Sarah was gripping his shoulders tight, her fingernails digging into his skin as she was gripped by strong emotion. "You can never leave me alone?" Jareth kissed her gently in confirmation. "What harsh words?"
"Me again. 'I can't live within you' – the statement I uttered in anger. You proved them wrong by accepting life."
Sarah nodded up at him as she settled back on the pillow, her fingers linked through hers. Her eyes were glazed with tiredness and as Jareth looked, he could almost read the emotion that walked through her mind, processing all she had learned. Would she accept it? Would she hate him for not telling her, not giving her true choice? He settled himself beside her and her hand snaked to rest in the centre of his chest.
"I can still feel it beating," she muttered.
Jareth fought the emotion within him. To distract himself, he began to recite the last verse, the epiphany of hope.

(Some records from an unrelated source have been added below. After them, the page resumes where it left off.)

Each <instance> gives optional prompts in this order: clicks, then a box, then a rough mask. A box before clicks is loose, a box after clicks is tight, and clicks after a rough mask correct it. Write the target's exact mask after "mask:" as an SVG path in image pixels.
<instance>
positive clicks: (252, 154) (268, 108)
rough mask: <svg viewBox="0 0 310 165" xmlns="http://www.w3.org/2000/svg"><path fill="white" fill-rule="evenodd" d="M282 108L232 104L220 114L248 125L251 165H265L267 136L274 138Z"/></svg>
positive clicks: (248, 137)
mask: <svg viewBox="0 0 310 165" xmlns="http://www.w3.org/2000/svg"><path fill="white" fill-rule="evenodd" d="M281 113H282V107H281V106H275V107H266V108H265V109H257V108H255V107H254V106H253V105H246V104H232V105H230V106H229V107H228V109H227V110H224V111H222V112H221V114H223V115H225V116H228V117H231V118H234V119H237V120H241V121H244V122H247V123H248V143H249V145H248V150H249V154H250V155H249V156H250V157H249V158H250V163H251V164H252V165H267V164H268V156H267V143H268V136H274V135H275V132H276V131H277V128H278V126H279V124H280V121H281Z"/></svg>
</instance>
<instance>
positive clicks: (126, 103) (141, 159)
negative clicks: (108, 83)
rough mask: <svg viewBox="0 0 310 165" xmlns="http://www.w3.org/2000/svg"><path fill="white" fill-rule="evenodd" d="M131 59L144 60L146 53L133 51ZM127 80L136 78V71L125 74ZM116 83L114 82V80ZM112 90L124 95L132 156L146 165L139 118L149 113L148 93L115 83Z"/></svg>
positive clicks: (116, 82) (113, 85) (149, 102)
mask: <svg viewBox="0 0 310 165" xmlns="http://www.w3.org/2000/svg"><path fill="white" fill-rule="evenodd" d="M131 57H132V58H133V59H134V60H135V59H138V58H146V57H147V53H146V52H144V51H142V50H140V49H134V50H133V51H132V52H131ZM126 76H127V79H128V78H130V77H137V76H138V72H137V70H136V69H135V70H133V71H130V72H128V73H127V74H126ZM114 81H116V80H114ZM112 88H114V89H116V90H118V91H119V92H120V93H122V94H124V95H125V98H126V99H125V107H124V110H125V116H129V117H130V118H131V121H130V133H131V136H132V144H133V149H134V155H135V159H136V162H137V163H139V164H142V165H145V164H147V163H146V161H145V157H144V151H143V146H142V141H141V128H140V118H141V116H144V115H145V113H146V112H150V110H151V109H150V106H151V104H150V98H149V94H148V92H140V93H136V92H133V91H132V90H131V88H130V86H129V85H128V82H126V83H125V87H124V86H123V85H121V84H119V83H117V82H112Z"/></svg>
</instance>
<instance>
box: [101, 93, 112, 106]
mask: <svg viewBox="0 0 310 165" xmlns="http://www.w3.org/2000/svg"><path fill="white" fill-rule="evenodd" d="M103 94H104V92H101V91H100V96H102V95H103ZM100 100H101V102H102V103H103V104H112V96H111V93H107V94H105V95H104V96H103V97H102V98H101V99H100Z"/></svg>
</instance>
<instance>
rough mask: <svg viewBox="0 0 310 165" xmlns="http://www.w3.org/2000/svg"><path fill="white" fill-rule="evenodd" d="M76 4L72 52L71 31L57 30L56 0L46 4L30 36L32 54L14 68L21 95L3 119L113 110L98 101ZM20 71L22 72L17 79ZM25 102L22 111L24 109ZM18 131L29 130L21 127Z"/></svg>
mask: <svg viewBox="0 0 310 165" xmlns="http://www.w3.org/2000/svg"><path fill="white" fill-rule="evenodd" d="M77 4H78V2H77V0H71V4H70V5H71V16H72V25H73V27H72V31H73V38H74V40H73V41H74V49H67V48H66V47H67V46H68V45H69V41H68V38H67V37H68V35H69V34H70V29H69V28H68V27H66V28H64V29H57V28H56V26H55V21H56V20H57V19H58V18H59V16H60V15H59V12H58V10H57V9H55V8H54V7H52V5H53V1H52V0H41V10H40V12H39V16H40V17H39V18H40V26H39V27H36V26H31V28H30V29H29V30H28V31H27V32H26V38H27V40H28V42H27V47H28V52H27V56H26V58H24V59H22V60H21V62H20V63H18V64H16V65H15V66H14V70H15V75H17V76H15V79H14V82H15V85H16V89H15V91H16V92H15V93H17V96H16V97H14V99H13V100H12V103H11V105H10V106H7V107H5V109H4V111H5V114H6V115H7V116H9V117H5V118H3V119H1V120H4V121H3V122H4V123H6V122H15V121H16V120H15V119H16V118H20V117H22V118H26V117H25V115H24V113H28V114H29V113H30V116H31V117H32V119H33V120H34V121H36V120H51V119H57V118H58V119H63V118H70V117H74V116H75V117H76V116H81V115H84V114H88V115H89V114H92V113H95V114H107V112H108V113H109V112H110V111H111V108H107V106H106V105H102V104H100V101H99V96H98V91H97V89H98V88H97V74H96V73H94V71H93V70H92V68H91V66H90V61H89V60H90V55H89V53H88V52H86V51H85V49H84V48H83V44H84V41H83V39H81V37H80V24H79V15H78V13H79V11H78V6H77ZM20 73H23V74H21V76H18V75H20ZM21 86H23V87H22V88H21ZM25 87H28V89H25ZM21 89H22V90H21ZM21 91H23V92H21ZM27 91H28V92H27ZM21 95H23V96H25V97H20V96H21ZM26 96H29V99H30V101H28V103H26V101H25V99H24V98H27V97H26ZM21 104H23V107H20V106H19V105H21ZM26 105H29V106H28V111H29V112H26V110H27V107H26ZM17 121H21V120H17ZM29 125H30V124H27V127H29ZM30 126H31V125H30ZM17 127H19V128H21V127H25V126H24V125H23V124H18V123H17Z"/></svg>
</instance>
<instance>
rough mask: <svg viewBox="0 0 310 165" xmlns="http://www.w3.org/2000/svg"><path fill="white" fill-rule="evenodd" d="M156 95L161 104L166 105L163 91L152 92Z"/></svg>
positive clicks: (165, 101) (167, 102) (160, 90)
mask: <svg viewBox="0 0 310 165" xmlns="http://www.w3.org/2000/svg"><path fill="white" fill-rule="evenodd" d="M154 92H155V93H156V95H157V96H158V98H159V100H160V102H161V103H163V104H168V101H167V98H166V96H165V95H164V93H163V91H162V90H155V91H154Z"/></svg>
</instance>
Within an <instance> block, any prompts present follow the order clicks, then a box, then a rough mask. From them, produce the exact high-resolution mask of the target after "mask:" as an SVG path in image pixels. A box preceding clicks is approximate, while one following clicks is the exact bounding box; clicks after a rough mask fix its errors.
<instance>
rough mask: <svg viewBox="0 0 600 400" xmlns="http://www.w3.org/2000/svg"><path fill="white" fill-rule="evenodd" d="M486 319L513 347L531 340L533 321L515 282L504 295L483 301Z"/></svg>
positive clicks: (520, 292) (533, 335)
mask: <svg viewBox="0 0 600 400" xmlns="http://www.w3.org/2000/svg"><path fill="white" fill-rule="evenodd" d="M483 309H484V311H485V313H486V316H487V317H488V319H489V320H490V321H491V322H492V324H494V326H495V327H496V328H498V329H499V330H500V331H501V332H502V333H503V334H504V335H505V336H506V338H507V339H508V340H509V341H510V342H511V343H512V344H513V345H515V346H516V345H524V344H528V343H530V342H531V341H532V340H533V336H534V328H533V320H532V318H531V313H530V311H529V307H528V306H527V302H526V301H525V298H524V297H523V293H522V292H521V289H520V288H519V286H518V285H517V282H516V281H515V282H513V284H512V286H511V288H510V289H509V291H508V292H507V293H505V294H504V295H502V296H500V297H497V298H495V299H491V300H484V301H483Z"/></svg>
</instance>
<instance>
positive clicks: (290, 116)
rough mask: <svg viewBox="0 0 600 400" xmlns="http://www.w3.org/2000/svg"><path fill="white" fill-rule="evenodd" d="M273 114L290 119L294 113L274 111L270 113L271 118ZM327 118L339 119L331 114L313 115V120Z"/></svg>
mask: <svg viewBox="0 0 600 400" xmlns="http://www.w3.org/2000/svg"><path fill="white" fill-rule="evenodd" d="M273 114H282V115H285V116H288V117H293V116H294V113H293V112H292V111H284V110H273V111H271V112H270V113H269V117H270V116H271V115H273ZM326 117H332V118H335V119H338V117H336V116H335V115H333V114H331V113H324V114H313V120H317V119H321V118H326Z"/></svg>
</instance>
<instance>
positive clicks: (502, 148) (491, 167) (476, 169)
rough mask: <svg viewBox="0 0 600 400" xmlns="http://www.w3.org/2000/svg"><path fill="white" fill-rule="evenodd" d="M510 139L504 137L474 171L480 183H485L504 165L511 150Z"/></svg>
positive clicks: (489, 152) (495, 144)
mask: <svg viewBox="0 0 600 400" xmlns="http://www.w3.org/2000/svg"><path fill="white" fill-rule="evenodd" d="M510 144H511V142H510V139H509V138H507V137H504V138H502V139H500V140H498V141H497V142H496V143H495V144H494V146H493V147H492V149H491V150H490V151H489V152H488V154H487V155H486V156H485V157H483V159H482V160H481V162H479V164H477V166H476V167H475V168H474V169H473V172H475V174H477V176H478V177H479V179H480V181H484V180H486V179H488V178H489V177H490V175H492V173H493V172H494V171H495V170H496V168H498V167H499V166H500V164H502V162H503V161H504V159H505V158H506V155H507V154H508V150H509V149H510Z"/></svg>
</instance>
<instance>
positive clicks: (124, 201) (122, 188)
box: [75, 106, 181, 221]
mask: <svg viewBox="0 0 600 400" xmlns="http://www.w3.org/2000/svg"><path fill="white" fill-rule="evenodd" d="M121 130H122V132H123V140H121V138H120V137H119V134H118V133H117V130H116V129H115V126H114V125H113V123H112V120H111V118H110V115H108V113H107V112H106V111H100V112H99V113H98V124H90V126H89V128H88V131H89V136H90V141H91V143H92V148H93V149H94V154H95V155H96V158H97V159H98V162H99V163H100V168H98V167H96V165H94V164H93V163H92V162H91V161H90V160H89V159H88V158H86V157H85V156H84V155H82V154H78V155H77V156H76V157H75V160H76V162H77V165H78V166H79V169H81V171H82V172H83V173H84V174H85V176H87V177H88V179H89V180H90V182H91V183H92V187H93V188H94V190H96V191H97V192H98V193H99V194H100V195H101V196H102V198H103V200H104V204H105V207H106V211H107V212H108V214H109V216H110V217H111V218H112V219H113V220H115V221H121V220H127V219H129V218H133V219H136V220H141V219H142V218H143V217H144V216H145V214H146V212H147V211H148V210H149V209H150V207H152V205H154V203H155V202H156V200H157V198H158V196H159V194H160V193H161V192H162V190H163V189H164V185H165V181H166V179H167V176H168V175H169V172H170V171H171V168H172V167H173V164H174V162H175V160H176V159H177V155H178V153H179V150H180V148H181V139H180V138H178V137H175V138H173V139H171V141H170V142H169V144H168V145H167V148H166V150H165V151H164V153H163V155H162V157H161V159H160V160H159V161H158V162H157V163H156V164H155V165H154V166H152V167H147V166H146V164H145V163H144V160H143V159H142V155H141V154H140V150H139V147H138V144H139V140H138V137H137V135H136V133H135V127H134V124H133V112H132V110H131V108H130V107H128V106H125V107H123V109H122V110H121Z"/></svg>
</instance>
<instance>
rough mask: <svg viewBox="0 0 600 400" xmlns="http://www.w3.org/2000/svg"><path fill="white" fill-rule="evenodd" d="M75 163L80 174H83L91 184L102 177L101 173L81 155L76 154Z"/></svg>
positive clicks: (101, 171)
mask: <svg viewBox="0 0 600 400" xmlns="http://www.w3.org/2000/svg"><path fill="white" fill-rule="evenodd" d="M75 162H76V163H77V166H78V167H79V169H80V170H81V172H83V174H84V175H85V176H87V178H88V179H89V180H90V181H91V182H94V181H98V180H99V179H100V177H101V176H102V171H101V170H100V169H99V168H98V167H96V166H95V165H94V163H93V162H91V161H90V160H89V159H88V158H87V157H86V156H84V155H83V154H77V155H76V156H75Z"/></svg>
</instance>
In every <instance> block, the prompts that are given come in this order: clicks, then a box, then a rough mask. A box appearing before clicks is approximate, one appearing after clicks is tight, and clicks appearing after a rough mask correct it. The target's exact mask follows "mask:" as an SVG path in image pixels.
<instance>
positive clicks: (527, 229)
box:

When truth hurts like the hell it is,
So hope rise in the strength of line,
Giving lovers one forever,
In which to crush the world of Time.
The glanced over at Sarah's sleeping face, wiped smooth as she lost herself to the dream world. He lifted one hand, pillowing his head on his arm as he thought of the prophecy. The future. Their future. Hope in his children and their children, his line stretching away into the mists of the yet to come, while he Sarah defied Time, sharing eternity together as one.